Scripts in Docbits zijn doorgaans geschreven in een scripttaal die door het systeem Python wordt ondersteund. Ze worden geactiveerd tijdens de documentverwerkingsworkflow om complexe bedrijfslogica toe te passen of om de integriteit en nauwkeurigheid van gegevens te waarborgen voordat de gegevens verder worden verwerkt of opgeslagen.
Scriptbeheer:
Naam: Elk script krijgt een unieke naam ter identificatie.

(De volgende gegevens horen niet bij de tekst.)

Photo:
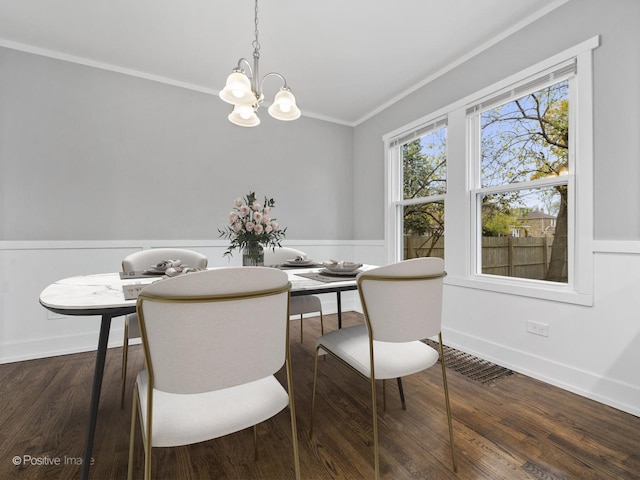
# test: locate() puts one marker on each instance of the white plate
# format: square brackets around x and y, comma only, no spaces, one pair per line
[338,273]
[298,263]
[342,267]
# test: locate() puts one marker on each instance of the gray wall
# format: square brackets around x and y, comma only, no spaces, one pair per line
[616,103]
[89,154]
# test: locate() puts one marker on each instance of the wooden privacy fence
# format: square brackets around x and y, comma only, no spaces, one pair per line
[523,257]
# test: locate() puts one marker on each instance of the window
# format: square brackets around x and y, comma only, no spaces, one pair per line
[522,188]
[514,164]
[421,158]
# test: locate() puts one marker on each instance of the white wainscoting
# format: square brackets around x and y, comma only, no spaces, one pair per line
[591,350]
[28,331]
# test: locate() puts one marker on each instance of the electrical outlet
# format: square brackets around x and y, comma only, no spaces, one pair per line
[538,328]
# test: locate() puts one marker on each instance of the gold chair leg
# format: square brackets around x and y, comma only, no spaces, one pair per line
[292,411]
[132,436]
[376,453]
[255,443]
[446,398]
[384,395]
[401,390]
[313,394]
[125,355]
[301,328]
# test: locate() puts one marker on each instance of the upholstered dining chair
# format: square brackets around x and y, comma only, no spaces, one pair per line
[213,341]
[298,306]
[402,305]
[143,260]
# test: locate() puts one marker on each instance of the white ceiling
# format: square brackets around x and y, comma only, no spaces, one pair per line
[343,59]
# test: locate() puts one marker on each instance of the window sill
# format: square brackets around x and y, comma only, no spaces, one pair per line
[524,288]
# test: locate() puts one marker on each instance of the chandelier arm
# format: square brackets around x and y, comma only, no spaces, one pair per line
[275,74]
[248,65]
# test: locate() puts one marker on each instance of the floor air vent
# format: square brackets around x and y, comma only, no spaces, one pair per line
[472,367]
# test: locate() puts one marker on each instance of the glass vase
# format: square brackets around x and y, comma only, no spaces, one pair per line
[253,255]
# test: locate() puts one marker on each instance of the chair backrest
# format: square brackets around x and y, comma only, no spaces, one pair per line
[144,259]
[281,255]
[402,302]
[214,329]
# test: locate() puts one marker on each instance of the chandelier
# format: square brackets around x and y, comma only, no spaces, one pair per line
[245,93]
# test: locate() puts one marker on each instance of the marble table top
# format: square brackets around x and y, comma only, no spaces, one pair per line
[82,295]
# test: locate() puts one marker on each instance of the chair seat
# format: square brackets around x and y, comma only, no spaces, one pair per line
[304,304]
[392,360]
[185,419]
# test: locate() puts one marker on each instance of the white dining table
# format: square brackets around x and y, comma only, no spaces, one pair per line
[102,295]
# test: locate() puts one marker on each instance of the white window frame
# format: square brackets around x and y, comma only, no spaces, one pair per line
[394,181]
[460,200]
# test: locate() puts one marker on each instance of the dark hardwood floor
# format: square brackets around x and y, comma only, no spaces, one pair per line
[514,428]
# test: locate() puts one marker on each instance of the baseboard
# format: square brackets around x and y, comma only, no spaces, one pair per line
[560,375]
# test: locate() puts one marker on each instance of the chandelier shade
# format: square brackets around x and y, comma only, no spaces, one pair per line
[237,91]
[284,106]
[244,91]
[244,116]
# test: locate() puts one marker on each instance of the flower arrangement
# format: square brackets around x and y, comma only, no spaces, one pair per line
[251,225]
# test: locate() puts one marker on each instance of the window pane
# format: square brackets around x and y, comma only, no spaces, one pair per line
[424,163]
[423,230]
[526,139]
[524,234]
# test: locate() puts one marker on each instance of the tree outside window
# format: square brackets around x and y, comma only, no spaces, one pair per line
[524,190]
[424,185]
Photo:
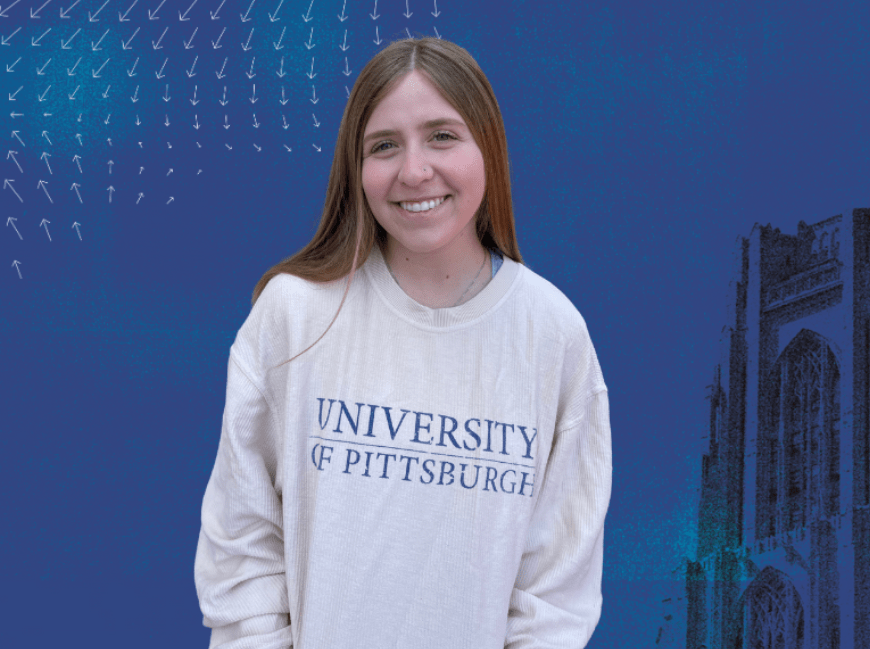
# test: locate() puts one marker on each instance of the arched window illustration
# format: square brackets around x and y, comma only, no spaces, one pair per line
[823,245]
[770,614]
[802,441]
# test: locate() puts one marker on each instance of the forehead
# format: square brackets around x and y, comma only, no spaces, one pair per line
[413,101]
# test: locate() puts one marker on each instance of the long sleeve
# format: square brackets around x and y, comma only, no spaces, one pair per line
[556,600]
[239,565]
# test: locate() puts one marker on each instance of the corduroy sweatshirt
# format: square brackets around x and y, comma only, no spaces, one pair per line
[419,479]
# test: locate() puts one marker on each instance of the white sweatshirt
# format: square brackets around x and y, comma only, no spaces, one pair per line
[419,479]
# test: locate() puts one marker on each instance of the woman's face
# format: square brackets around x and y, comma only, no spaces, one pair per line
[417,147]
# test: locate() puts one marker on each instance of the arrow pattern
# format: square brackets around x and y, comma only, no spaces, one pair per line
[83,107]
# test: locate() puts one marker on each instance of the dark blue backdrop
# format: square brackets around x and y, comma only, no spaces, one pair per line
[643,140]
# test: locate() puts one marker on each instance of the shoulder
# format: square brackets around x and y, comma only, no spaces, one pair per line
[550,304]
[283,306]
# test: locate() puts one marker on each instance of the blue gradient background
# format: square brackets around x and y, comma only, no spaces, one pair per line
[643,139]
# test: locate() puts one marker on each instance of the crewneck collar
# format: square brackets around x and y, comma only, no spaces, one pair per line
[441,318]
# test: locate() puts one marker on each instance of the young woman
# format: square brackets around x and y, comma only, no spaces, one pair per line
[434,472]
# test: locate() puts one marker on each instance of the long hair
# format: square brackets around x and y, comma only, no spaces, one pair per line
[348,228]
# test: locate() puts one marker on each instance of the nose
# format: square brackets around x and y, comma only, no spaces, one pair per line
[415,167]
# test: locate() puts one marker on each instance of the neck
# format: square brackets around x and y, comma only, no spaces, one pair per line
[440,282]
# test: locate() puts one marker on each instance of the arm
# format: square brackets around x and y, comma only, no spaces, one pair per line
[239,566]
[556,600]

Documenttype: Koppelt het script aan een specifiek documenttype, wat bepaalt op welke documenten het script zal worden toegepast.
Trigger Op: Definieert wanneer het script wordt geactiveerd (bijv. bij documentupload, vóór gegevensexport, na gegevensvalidatie).
Actieve/Inactieve Status: Hiermee kunnen beheerders scripts activeren of deactiveren zonder ze te verwijderen, wat flexibiliteit biedt bij testen en implementatie.
Scripteditor:
Biedt een interface waar scripts kunnen worden geschreven en bewerkt. De editor ondersteunt doorgaans syntaxisaccentuering, foutaccentuering en andere functies om te helpen bij de ontwikkeling van scripts.
Voorbeeldscript: Scripts kunnen bewerkingen bevatten zoals het doorlopen van factuurregels om totalen te valideren of om invoer te verwijderen die niet aan bepaalde criteria voldoet.